Возглавлял это шествие сам Мариньи.
Он был мрачен, и во взглядах его сверкали молнии, подобные тем, что распарывают в грозу черные тучи. Отцовская боль преобладала в нем над всеми прочими чувствами. Вероятно, он надеялся «поймать» первую же выпущенную бродягами стрелу. Он шел один, далеко впереди всех, походкой тяжелой, но уверенной. В руке он держал кнут, коим подгоняют гончих; то было его оружие. Позади него, в три или четыре шеренги, маршировали сеньоры – молчаливые, преисполненные презрения…
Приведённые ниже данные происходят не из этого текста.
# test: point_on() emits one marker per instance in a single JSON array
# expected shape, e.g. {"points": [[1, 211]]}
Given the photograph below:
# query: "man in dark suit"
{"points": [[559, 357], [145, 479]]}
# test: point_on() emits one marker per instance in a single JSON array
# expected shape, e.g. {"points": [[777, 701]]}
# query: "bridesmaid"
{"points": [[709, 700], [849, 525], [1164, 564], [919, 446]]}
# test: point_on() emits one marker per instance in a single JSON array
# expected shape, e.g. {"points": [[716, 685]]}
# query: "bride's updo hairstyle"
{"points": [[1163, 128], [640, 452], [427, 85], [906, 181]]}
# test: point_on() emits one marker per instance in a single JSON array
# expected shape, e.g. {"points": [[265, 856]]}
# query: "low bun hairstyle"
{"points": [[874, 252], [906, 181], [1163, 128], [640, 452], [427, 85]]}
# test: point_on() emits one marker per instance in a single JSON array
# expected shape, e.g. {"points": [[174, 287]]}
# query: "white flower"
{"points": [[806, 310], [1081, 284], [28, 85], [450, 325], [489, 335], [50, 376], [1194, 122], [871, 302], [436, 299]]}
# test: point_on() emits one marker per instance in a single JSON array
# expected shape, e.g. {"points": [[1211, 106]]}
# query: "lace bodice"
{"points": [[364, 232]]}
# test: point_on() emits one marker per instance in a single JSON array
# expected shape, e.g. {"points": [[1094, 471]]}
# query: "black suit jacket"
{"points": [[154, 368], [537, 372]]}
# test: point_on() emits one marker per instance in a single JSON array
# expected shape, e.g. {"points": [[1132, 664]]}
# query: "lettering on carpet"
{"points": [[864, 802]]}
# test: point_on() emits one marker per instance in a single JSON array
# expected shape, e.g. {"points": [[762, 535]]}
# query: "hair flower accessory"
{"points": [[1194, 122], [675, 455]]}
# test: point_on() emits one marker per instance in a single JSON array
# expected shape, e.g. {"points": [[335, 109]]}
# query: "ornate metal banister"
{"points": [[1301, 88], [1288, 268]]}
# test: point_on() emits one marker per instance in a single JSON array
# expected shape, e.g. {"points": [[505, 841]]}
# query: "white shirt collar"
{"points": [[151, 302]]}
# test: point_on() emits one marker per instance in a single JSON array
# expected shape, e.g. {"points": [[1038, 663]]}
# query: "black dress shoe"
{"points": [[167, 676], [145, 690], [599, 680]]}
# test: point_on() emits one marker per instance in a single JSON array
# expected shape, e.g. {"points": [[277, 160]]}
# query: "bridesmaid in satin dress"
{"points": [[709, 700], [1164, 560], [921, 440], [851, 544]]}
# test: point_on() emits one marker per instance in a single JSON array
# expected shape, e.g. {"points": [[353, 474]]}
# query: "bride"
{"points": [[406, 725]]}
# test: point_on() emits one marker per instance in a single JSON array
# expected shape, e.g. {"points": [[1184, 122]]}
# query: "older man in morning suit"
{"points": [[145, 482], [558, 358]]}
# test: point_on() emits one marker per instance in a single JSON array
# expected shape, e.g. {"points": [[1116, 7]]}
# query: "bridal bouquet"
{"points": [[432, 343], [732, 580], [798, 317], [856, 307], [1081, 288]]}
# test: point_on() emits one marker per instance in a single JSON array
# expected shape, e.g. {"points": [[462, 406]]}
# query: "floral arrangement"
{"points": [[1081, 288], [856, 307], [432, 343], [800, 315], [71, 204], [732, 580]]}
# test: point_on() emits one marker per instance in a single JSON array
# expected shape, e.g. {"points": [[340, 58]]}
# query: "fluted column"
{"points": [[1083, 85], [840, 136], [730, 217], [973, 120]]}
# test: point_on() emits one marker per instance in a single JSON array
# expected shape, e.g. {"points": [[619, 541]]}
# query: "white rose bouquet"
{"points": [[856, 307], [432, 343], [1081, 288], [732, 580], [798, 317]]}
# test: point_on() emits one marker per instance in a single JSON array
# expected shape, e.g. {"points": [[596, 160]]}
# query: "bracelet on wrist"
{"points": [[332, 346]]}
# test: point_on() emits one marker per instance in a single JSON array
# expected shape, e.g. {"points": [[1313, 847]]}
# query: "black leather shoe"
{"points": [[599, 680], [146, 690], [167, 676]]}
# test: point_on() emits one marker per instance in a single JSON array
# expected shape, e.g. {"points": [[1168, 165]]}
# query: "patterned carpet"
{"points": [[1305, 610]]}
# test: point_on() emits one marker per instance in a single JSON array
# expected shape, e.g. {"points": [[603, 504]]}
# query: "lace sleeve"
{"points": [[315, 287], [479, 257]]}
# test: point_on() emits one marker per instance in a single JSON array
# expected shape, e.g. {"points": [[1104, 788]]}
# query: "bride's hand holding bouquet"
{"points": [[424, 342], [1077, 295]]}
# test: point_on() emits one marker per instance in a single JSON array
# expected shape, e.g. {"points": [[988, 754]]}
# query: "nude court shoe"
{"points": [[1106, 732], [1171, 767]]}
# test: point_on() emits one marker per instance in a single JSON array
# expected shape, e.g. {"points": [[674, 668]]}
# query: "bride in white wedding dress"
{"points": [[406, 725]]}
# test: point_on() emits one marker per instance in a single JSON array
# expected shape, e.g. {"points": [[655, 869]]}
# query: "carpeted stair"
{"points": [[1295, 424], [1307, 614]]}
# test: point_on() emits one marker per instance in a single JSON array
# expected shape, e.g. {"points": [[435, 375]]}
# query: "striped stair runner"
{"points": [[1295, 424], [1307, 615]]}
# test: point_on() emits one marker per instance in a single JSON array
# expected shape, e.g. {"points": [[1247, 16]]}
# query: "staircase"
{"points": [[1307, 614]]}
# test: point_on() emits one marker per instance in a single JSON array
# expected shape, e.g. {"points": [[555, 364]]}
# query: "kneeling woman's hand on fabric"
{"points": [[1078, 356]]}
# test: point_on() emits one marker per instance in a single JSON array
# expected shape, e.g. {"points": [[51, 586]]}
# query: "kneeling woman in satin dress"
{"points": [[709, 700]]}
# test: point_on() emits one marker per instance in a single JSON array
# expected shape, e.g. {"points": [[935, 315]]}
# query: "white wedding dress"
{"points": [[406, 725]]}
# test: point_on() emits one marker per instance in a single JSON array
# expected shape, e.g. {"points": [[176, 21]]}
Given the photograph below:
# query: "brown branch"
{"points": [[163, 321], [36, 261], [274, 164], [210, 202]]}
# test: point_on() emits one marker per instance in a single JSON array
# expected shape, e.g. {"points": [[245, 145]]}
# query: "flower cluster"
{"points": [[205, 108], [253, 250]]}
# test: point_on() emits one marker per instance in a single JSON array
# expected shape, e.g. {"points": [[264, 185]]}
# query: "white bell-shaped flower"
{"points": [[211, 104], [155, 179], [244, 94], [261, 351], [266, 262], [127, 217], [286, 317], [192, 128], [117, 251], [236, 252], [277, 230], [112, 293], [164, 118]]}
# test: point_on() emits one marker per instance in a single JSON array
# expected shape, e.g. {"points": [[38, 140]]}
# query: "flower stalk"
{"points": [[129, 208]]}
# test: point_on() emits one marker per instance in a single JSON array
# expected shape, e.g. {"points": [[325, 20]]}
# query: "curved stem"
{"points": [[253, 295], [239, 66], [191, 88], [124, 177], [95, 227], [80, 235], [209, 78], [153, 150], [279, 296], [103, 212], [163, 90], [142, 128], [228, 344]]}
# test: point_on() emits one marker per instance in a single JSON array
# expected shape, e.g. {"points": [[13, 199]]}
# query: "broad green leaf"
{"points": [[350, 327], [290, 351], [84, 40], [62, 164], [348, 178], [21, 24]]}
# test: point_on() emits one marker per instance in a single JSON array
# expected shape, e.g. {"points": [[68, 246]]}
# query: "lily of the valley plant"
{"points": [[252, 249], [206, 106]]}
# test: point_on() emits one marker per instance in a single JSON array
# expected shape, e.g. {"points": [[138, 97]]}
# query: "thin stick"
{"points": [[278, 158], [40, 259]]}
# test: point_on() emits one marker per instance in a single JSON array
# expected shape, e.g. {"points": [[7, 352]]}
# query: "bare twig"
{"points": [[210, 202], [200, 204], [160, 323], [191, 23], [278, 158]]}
Позади сеньоров – лучших из лучших при дворе Людовика Сварливого, – вопя во все горло в предвкушении кровавой сечи, бесформенной массой шли лучники, копейщики и алебардщики. Все это производило внушительное зрелище и сопровождалось громогласными проклятьями.
Приблизившись к первым шеренгам нищих, Мариньи рявкнул:
– Назад, собаки!
– Вперед! Вперед! – взревели голоса лучников.
И тогда случилось невообразимое: Мариньи пошел на этих бродяг, словно желая в одиночку подавить этот великий мятеж. Казалось, что человек этот одним своим видом пугает весь этот нищий сброд; он был само воплощение власти, могущества, высшего командования!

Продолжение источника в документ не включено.